Intermediaries like Greenwald and Julian Assange seem merely lucky beneficiaries of digital data dumps, without going through the cultivation of insider sources, and all the shoe-leather and phone-time that implies. Meanwhile the prevalence of 24-hour news channels and online blogs means these animated debates—formerly confined to the newsroom or editor’s office–are now aired in public.
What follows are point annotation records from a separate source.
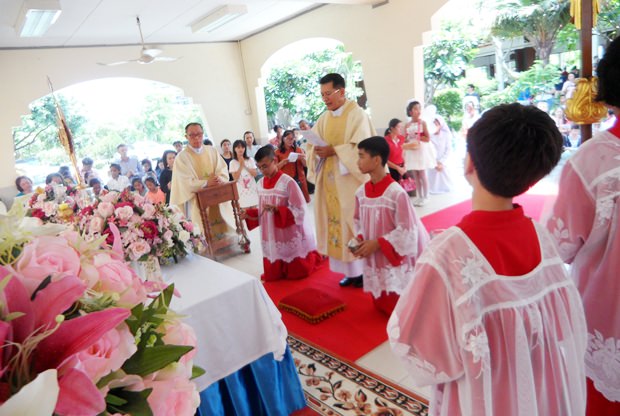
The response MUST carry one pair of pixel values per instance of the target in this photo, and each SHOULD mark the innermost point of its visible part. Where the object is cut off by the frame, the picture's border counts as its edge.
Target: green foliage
(608, 24)
(539, 21)
(448, 104)
(539, 80)
(446, 59)
(39, 132)
(291, 90)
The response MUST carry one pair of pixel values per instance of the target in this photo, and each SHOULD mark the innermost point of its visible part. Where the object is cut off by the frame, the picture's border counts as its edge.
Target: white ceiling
(113, 22)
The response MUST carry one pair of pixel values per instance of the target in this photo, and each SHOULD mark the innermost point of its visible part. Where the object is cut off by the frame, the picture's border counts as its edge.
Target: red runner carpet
(351, 333)
(533, 205)
(360, 328)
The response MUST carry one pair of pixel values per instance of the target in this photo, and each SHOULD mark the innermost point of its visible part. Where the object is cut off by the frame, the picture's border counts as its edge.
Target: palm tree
(539, 21)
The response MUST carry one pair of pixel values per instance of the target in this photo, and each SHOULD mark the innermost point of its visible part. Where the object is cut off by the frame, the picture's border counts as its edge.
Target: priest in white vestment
(196, 167)
(333, 169)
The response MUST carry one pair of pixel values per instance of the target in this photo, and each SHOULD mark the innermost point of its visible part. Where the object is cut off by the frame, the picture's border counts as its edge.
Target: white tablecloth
(235, 320)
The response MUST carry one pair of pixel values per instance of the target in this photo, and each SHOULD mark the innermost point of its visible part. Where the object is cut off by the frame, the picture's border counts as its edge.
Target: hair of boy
(393, 123)
(164, 157)
(265, 152)
(336, 79)
(410, 107)
(18, 180)
(512, 147)
(241, 143)
(608, 72)
(150, 179)
(286, 133)
(376, 146)
(253, 137)
(193, 124)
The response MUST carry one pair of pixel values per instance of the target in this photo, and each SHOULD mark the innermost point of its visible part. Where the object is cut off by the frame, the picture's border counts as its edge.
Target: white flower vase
(148, 270)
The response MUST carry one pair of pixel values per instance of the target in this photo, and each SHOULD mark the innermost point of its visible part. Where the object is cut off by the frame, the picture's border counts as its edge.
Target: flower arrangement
(76, 323)
(54, 203)
(145, 229)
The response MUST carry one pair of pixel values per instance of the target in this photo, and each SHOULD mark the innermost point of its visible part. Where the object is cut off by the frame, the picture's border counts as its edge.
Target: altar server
(491, 320)
(289, 247)
(389, 234)
(585, 223)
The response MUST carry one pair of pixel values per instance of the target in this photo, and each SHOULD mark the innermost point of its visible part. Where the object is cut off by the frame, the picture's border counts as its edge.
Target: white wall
(383, 39)
(210, 74)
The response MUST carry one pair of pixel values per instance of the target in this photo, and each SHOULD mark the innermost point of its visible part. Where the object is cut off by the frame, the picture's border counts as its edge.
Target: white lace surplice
(392, 217)
(246, 185)
(288, 243)
(585, 223)
(491, 344)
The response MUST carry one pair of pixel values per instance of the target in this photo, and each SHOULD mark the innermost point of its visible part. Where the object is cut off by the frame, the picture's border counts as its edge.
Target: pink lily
(47, 344)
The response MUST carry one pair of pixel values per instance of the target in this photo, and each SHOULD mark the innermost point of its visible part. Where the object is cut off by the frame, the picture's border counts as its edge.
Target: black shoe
(347, 281)
(355, 281)
(359, 282)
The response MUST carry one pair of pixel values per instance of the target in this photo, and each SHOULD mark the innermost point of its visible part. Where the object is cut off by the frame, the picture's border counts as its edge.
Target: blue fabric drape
(265, 387)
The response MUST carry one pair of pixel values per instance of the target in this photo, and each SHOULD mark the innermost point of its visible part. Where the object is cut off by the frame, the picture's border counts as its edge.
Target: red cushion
(311, 305)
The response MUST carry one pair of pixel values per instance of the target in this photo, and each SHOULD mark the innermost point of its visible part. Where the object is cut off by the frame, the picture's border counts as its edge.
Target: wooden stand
(215, 195)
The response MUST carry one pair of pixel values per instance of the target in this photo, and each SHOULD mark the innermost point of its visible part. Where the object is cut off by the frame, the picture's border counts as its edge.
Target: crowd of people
(485, 312)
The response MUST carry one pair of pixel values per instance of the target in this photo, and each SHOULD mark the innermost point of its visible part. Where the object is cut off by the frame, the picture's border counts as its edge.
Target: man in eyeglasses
(333, 169)
(195, 167)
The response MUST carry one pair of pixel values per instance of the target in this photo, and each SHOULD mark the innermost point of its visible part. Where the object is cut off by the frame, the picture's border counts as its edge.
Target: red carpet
(533, 205)
(351, 333)
(360, 328)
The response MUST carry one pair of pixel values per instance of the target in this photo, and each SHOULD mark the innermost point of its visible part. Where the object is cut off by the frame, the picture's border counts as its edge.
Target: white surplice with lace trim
(586, 225)
(288, 243)
(392, 217)
(491, 344)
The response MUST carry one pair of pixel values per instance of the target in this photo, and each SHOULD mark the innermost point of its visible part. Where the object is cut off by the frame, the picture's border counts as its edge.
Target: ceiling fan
(147, 55)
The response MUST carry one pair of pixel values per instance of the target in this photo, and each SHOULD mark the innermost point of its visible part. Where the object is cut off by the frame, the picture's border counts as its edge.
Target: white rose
(124, 213)
(96, 225)
(139, 248)
(105, 209)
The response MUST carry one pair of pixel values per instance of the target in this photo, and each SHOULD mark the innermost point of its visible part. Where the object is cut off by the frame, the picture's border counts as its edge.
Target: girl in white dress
(439, 178)
(419, 152)
(243, 170)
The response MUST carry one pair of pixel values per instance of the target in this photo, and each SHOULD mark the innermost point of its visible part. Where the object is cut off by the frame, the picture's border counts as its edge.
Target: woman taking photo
(165, 179)
(243, 170)
(292, 160)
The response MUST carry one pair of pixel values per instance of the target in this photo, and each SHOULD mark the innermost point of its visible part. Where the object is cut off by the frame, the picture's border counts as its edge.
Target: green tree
(539, 21)
(291, 90)
(446, 59)
(163, 117)
(608, 24)
(448, 104)
(39, 132)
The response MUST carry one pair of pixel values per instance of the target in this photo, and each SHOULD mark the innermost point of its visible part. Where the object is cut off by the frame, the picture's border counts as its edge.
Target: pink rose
(105, 209)
(44, 256)
(124, 213)
(107, 354)
(49, 208)
(96, 225)
(139, 248)
(111, 197)
(189, 226)
(115, 276)
(149, 211)
(174, 396)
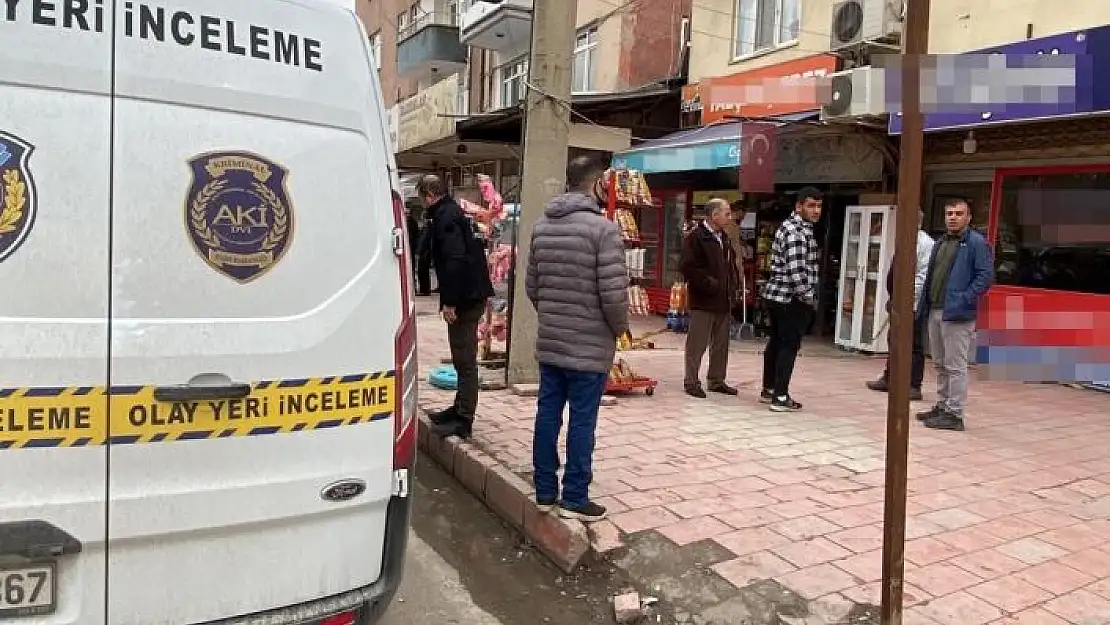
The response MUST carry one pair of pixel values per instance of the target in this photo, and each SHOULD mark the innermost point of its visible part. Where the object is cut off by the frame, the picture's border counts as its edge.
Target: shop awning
(707, 148)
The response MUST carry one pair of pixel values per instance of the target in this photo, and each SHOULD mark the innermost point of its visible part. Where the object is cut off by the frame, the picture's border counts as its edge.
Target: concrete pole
(546, 132)
(916, 44)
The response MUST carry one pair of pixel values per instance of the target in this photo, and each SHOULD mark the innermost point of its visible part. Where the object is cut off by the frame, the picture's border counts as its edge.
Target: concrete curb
(565, 542)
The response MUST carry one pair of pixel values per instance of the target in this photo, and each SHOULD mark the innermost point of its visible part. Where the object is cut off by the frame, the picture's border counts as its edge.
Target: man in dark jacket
(708, 265)
(960, 272)
(412, 228)
(577, 281)
(464, 288)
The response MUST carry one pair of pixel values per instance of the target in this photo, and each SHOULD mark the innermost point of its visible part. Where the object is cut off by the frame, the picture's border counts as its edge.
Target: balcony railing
(448, 19)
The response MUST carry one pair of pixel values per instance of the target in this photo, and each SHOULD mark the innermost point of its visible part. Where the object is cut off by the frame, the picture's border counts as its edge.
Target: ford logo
(343, 491)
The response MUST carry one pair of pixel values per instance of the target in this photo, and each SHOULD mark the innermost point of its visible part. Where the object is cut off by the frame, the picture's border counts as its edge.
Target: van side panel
(251, 230)
(54, 162)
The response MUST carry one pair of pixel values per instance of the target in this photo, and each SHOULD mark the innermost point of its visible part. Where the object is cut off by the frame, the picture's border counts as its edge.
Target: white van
(207, 323)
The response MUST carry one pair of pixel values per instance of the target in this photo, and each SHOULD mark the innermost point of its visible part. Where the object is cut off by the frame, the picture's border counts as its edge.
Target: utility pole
(916, 44)
(546, 133)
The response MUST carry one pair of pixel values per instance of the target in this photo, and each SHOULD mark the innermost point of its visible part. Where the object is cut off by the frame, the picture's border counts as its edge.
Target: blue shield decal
(238, 213)
(18, 198)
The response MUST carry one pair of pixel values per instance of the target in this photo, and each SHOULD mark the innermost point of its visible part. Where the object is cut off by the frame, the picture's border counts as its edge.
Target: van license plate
(27, 591)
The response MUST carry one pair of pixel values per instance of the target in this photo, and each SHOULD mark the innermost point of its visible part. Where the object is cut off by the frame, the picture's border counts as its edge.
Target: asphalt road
(433, 593)
(466, 566)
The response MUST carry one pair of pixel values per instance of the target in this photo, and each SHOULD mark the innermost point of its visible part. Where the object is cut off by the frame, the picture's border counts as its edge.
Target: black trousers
(788, 324)
(463, 339)
(917, 356)
(423, 273)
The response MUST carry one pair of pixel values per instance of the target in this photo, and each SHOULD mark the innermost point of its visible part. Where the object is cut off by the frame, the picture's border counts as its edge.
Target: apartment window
(514, 77)
(765, 24)
(585, 61)
(375, 49)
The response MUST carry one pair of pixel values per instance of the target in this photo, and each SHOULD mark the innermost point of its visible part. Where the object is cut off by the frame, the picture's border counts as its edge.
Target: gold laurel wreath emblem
(14, 200)
(280, 227)
(198, 212)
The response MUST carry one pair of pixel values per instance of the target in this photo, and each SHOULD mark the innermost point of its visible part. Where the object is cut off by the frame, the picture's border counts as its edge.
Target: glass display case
(861, 303)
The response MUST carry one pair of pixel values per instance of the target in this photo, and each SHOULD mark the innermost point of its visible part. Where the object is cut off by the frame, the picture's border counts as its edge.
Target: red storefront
(1040, 192)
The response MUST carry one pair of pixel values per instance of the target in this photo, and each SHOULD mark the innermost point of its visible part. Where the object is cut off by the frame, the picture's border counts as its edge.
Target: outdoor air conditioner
(855, 93)
(863, 21)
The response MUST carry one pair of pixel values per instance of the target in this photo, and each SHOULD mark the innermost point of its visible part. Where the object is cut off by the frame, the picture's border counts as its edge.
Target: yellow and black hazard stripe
(82, 416)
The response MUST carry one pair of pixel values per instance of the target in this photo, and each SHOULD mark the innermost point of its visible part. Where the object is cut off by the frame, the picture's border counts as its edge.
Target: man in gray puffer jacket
(578, 283)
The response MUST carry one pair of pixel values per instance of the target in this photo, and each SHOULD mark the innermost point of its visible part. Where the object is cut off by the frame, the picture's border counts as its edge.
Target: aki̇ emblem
(239, 213)
(18, 199)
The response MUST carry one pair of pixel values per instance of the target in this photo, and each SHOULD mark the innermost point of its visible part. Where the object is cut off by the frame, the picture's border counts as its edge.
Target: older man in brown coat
(709, 268)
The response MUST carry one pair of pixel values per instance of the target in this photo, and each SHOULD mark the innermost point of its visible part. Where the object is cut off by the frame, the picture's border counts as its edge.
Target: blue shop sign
(718, 154)
(1091, 52)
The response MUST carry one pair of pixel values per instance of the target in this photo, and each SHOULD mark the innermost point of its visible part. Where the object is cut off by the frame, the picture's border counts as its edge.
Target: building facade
(453, 63)
(1035, 168)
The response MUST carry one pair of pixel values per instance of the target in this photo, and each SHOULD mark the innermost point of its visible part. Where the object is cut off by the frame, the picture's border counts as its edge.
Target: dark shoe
(945, 421)
(588, 513)
(928, 414)
(443, 416)
(461, 427)
(879, 385)
(785, 404)
(724, 390)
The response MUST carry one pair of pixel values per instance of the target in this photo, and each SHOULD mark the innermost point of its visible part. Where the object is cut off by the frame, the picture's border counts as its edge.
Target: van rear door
(255, 300)
(54, 154)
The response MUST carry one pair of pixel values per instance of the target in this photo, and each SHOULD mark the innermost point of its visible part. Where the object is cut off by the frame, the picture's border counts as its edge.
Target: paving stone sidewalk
(1009, 522)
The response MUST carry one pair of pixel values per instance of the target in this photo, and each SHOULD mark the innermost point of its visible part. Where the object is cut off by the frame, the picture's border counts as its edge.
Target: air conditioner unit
(858, 92)
(863, 21)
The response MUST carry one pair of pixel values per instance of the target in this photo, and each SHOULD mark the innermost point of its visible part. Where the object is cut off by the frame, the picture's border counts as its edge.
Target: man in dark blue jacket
(461, 269)
(960, 272)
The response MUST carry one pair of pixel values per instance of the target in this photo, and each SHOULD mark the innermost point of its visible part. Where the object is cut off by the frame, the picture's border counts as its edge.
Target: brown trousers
(707, 330)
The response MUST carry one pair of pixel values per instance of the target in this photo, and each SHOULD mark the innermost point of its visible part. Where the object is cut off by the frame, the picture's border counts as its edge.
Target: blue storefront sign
(707, 148)
(1088, 49)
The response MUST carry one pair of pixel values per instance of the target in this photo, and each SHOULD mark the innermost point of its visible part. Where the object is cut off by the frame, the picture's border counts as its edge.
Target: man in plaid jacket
(791, 298)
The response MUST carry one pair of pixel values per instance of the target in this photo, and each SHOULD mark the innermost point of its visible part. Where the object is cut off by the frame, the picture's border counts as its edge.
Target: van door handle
(194, 392)
(36, 540)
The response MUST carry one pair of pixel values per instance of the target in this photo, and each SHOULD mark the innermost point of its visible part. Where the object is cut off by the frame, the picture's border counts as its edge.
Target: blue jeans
(583, 391)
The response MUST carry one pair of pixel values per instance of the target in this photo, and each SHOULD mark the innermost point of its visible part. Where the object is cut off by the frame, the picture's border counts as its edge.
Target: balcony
(430, 47)
(503, 27)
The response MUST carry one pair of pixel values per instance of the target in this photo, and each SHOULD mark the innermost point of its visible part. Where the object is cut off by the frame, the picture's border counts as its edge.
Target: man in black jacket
(464, 286)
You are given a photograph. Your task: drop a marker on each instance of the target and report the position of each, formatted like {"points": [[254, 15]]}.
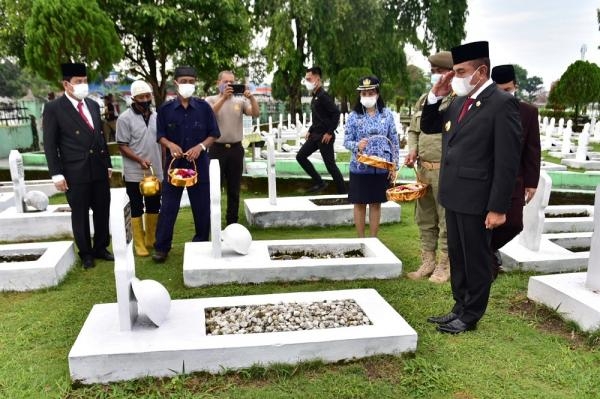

Or it could be, as Heather Brooke (a key player in redacting and releasing the WikiLeaks cables) told me in June, an element of “regulatory capture”? While media coverage has developed apace, the state has responded by selectively briefing and leaking to journalists. Whatever Assange or Greenwald have done, they have broken that model.
The anger of the old school is understandable, especially when they are called “shills” and “tools.” Writing in the Atlantic last Friday, Mark Bowden criticised Snowden and Chelsea Manning for the indiscriminate nature of their leaks, and called them “naïve” compared to Felt and Ellsberg, the main sources of the Watergate and Pentagon Papers stories.
He may be right. But since when has the emotional complexion of the source been the main point of the story? The attacks on Greenwald display the same problem. He may be partisan, argumentative and thin-skinned (he blocked me on Twitter a year ago for an innocuous comment) but does that disqualify him from landing a major scoop? Attacking a source or intermediary is just another version of the ad hominem fallacy. Even a stopped clock is right twice a day. Journalism is about disclosure and transparency, not heroics and personality. It’s the story, stupid.
As the NSA story is set to rumble on, with the Guardian now co-operating with the New York Times to shelter under first amendment protection for further revelations, there can be little doubt that the vulnerability of digital communications to sweeping state surveillance is a massive public interest story. In the New York Review of Books, James Bamford quotes Senator Frank Church warning, back in 1975, that the “technological capacity that the intelligence community has given the government could enable it to impose total tyranny.” And that was when the technical capacity was a fraction of the potential threat to privacy of UPSTREAM, PRISM and other collection and data mining programmes, and the security threat was many times higher.
As Kissinger said of academia, perhaps the current infighting is so vicious because there’s so little at stake. When Ellsberg leaked the Pentagon papers, the U.S. had suffered a quarter of a million combat casualties in Vietnam, and millions of civilians were dead. When Felt briefed Woodward on Watergate, Nixon felt (according to Jonathan Schell in his Time of Illusion) he could abuse executive power because of the existential threat of nuclear war with the Soviet Union. Back then, every major conurbation in the U.S. and Western Europe was an actively targeted ‘ground zero.’
Then again, if the economists and intelligence experts are right, the stakes for journalists are actually much higher than in the Cold War. In so called modern ‘knowledge economies’ data is more important than gasoline or steel, and its flow, whether through the Stuxnet virus disrupting uranium centrifuges in Iran, or alleged industrial espionage by China, is now more closely guarded than any pipeline or shipping lane. With their bags full of sigint, humint and even loveint, any whistleblower, journalist (or indeed romantic partner) is a potential front line combatant.
In that case the need to stick together and avoid friendly fire is all the more imperative.
Peter Jukes is a journalist based in London. His book, Fall of the House of Murdoch, was published by Unbound last year.